This is a problem because of the deeply troubling situation for workers in the DRC. According to Amnesty International, artisanal miners working on the small-scale operations that make up much of the DRC’s mining industry have been the constant victims of human rights abuses and systemic exploitation at the hands of unregulated employers. Reports from media and non-government organizations reveal constant preventable accidents resulting in serious injury and loss of life. Reports also indicate a culture of worker mistreatment including physical assault from mine police and on-site private security. These operations commonly use child labour. UNICEF estimates suggest as many as 40,000 children are working in DRC mines.

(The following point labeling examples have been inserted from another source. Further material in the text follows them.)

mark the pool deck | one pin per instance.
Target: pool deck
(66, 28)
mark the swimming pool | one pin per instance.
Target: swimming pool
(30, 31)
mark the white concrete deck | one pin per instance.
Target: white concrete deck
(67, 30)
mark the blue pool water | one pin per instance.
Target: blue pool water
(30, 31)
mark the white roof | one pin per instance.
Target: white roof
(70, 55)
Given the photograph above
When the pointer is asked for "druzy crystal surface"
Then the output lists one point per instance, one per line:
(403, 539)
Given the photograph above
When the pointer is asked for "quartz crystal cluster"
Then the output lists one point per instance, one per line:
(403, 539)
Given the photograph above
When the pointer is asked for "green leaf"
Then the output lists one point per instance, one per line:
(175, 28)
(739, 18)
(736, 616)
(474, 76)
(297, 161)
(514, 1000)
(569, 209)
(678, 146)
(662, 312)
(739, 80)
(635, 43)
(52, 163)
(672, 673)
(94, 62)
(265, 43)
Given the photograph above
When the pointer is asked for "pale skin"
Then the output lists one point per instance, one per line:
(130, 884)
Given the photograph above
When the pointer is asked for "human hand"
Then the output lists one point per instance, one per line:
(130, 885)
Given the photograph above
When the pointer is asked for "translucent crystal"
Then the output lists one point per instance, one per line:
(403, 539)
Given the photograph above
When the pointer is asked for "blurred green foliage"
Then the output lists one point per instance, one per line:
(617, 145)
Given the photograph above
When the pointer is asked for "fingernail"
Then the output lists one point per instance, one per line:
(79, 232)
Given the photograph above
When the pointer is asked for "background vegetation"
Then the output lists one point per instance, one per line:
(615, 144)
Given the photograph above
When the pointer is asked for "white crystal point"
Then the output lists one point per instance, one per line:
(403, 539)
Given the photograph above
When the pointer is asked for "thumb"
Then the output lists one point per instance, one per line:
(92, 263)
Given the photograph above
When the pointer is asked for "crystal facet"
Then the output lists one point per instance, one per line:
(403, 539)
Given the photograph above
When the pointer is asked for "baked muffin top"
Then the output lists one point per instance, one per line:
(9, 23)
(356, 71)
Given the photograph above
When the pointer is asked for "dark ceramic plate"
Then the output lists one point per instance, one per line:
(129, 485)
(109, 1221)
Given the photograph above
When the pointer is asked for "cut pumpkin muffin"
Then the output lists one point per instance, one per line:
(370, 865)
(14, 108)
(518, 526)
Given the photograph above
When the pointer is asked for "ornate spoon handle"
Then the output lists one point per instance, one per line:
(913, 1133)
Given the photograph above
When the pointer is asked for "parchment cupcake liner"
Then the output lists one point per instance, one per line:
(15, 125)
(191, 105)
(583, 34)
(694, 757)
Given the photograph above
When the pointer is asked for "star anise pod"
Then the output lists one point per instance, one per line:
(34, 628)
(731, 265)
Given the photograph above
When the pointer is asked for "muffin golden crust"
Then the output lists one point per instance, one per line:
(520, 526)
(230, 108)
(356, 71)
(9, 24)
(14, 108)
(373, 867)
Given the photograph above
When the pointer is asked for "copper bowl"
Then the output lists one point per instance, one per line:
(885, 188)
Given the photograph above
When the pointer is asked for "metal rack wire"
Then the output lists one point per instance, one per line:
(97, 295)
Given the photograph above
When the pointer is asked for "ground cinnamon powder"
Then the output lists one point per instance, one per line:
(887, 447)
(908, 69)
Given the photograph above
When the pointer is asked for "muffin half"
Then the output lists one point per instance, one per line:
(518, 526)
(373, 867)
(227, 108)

According to the United Nations guiding principles on business and human rights, companies have a responsibility to fulfil human rights obligations in their business operations, even when the states in which they operate fail to implement regulations requiring them to do so. For western companies, keeping minerals from these mines out of supply chains has proven difficult. Cobalt is bought directly from miners by suppliers like Chinese giant Huayou Cobalt Co. (SHA:603799) in an opaque process with little to no oversight. With countless of unofficial mines operating across the African nation and raw material bought and sold by multiple middlemen along the way, there’s plenty of opportunity for dirty cobalt to slip into the mix. Investigations by CNN and CBS have observed dealers at DRC cobalt markets purchasing cobalt with no verification of the source or method of extraction. Once that unethically sourced cobalt is mixed in with clean cobalt and sent away for processing it’s impossible to tell it apart from the rest.
In order to address the issues in this space, the Chinese Chamber of Commerce for Metals, Minerals and Chemicals (CCCMC) and the Organization for Economic Co-operation and Development (OECD) launched the Responsible Cobalt Initiative (RCI) in late 2016. The RCI was designed to have participating companies align their supply chain policies with established OECD regulations, promote cooperation with the DRC government and communicate progress and results with impacted communities. This initiative has seen participation from the likes of BMW, Samsung and Apple, alongside dozens of other organizations looking to address the issue of cobalt supply.
Blockchain could be the key answer to this problem. The technology that made cryptocurrency possible is taking the corporate world by storm with new applications for the tech constantly being invented. Put simply, blockchain is a real-time ledger that allows digital information to be stored securely across multiple computers. Each computer on the chain serves as a ‘block’ that validates the data contained in the next block. No one block has the ability to change the overarching data on the chain, making blockchain an immutable record that’s free from tampering.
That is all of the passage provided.